NEWS

MITRE is adding two sub-techniques to its ATT&CK database, exploited by North Korean hackers. One involves manipulating Transparency, Consent, and Control (TCC) on macOS to gain privileged access.

TCC, protected by permissions and System Integrity Protection (SIP), can be undermined when SIP is disabled or FDA is granted. Attackers exploit this by manipulating TCC or directing users to disable security controls. To mitigate, keeping SIP enabled is crucial, and users should be aware of app permissions and practice least privilege.

Another technique, “Phantom” DLL hijacking on Windows, involves exploiting nonexistent DLL references. Hackers create malicious DLLs with the same name, which are then loaded by the operating system. Threat actors like Lazarus Group and APT41 have used this tactic. Mitigation strategies include monitoring solutions, proactive application controls, and blocking remote DLL loading. Windows Server offers a feature to block remote DLL loading by default.

These techniques highlight the adaptability and opportunistic nature of North Korean threat actors, who focus on both espionage and revenue generation. With macOS gaining popularity, attackers exploit vulnerabilities like TCC manipulation. Similarly, the presence of phantom DLLs in Windows provides attackers with a stealthy method for executing malicious code.

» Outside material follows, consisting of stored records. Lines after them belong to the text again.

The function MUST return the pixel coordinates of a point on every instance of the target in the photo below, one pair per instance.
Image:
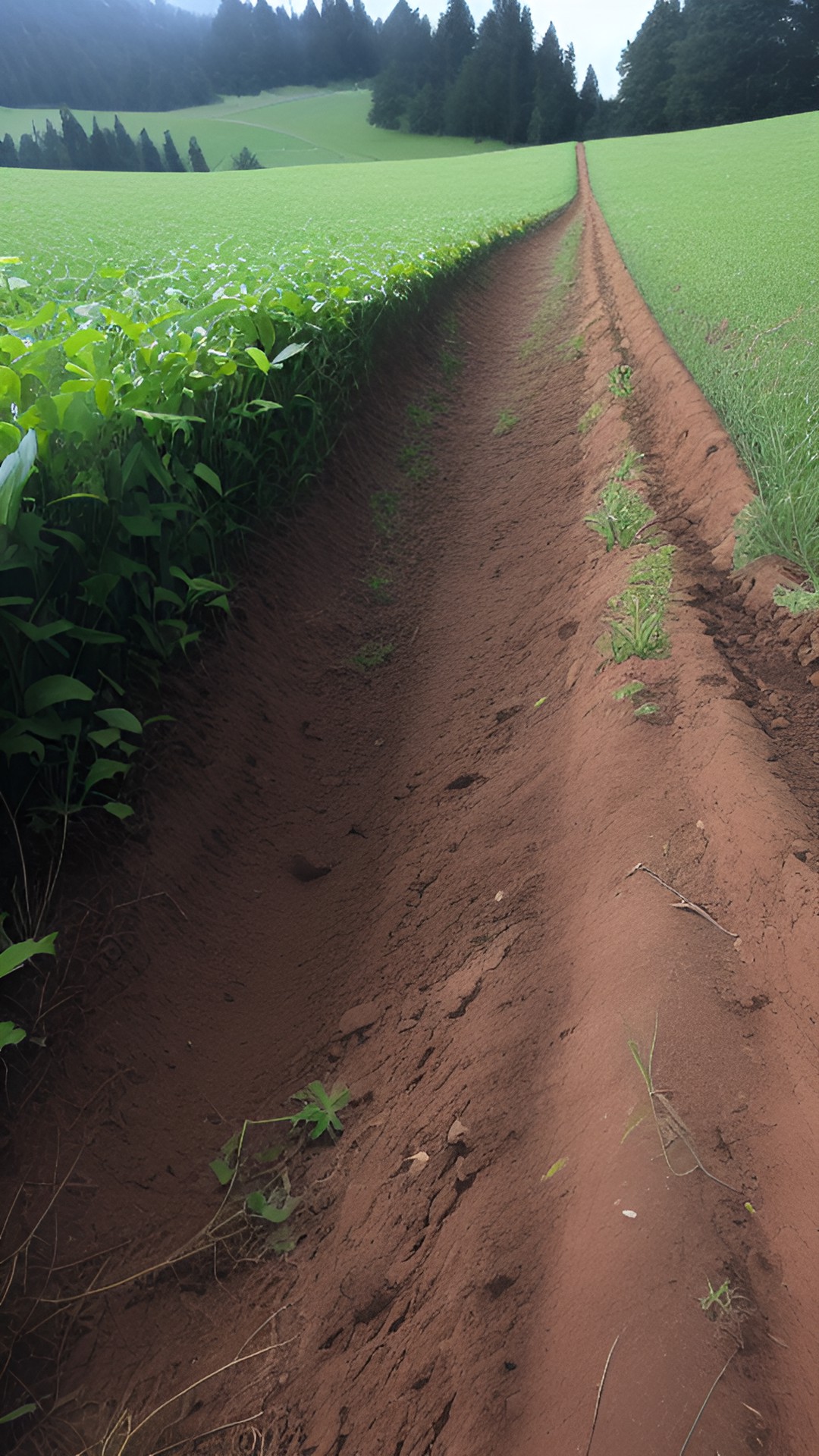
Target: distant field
(292, 127)
(284, 220)
(720, 232)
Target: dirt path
(475, 959)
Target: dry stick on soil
(601, 1395)
(706, 1402)
(670, 1128)
(124, 1421)
(682, 902)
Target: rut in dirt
(413, 878)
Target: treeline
(717, 61)
(134, 55)
(108, 149)
(704, 64)
(487, 82)
(701, 64)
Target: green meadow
(720, 232)
(286, 128)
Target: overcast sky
(598, 28)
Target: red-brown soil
(477, 954)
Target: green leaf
(14, 475)
(15, 1416)
(260, 359)
(55, 689)
(209, 476)
(321, 1109)
(287, 354)
(120, 718)
(257, 1203)
(17, 956)
(118, 810)
(11, 1036)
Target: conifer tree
(197, 156)
(8, 152)
(127, 155)
(172, 159)
(149, 156)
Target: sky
(598, 28)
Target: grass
(719, 231)
(373, 655)
(346, 228)
(506, 422)
(284, 128)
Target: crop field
(180, 353)
(284, 128)
(720, 234)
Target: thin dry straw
(704, 1404)
(601, 1395)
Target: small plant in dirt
(264, 1187)
(621, 516)
(620, 382)
(629, 692)
(639, 613)
(588, 419)
(717, 1301)
(506, 422)
(635, 628)
(379, 588)
(372, 655)
(798, 599)
(384, 510)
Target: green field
(398, 210)
(177, 357)
(290, 127)
(720, 232)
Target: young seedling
(620, 382)
(621, 516)
(372, 655)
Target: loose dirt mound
(391, 846)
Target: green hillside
(292, 127)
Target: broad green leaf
(209, 476)
(15, 1416)
(260, 359)
(120, 718)
(17, 956)
(118, 810)
(14, 475)
(55, 689)
(289, 353)
(11, 1036)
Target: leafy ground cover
(719, 231)
(284, 128)
(181, 373)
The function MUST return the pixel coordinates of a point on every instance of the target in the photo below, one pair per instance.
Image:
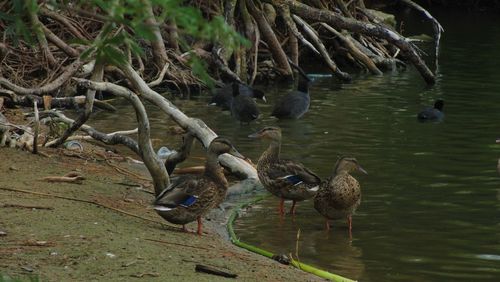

To combat these threats effectively, organizations must adopt a multi-layered approach to security. This includes maintaining awareness of permissions and security controls, especially concerning critical components like TCC on macOS and DLL loading on Windows. Additionally, implementing proactive monitoring solutions and deploying controls to block unauthorized DLL loading are essential defensive measures.